MIAMI GARDENS, Fla. — Miami brought out the best in Virginia Tech on Saturday night.

Some of it was institutional — the longstanding rivalry between two programs that have big aspirations and a checkered recent history. Some of it was residual — the Duke loss serving as a humbler and a motivator last week.

And yes, some of it was personal.

Tech tight end Dalton Keene takes pride in his blocking no matter what team the Hokies are facing. But he had a little extra vigor when matching up with former teammate Trevon Hill, who was dismissed from the Hokies after last year’s loss at Old Dominion.

“I knew he was going to play hard,” Keene said. “But if I hit him enough times, he’s not going to want any more.”

This was the kind of edge the Hokies had been lacking through their first four games. And a trip here, where the ocean glistens and the palm trees sway, proved to be the perfect setting to unlock it.

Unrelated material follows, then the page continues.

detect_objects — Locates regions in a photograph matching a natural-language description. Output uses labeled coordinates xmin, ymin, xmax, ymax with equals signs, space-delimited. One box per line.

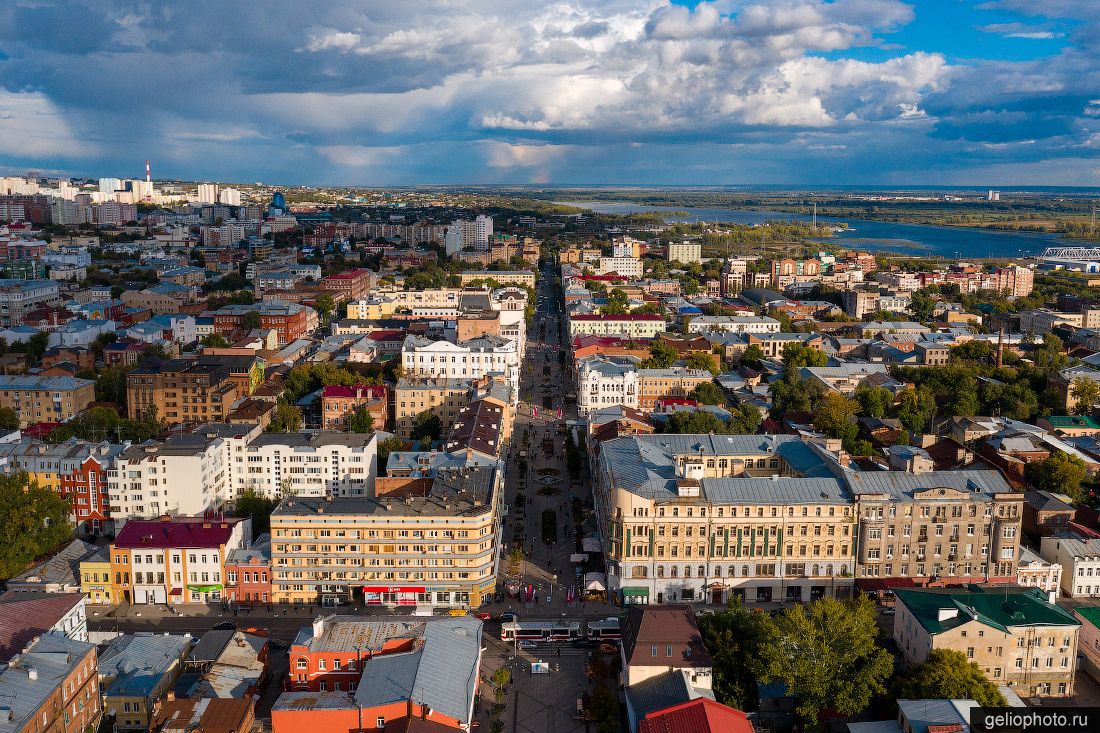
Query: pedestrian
xmin=557 ymin=647 xmax=561 ymax=657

“Winning at this level is hard,” Tech defensive coordinator Bud Foster said. “Coming down here to win is hard. We have two teams that have a great tradition against each other, a great rivalry. We didn’t win pretty, and that’s not what it’s all about. It’s just about winning.

“That was kind our message all week: If you didn’t believe, don’t even get on the bus. We’ll take 30 and come down here and fight and win.”

The fight was undeniable, and it’s the kind of attitude the Hokies are going to need if they’re going to make something out of this season. Foster’s defense committed its share of mistakes, but the hits we saw delivered by the likes of Rayshard Ashby, Alan Tisdale, Chamarri Conner and Jaylen Griffin on Saturday had significant bite to them.

All this came in the wake of a 45-10 drubbing by Duke and a week of practice that demanded a higher level of mental and physical toughness.

“We were definitely challenged,” Keene said. “We weren’t happy with what we put on film. What we put on film was a soft football team, and we just wanted to turn that around, because that’s not who we are. There’s nothing worse you can be called than a soft football team.”

It wasn’t just fans and media who were critical. Tech’s coaches were blunt with their players last week — an approach that could have gone one of two ways.

“They didn’t get offended, and they set out about changing it,” Tech coach Justin Fuente said. “When an opportunity presented itself, they responded.

“It was nice to get back to some of those big emotional plays.”

The Tech sideline hopped throughout the first quarter, as the defense forced four turnovers and Tech built a 21-0 lead. And that energy remained until the perilous end, when the Hokies had to stop Miami twice from the Tech 10-yard line to preserve the victory.

“It was just too much of a team effort and a strain to let it come down to one play and not give it your all,” Tech defensive back Caleb Farley said of the final play, when officials put one second back on the clock that gave the Hurricanes a final chance. “It was easy to regroup for your brothers, for your guys, your teammates and try to get the job done.”

And when they did, shouts of jubilation echoed through the hallways of Hard Rock Stadium. Miami had brought out the best in Tech, and a season in which every victory has been a struggle had its first true moment of bliss.

“I just love seeing my teammates make plays,” Farley said. “Seeing smiles in the locker room and celebrating — all that stuff is good for the heart.”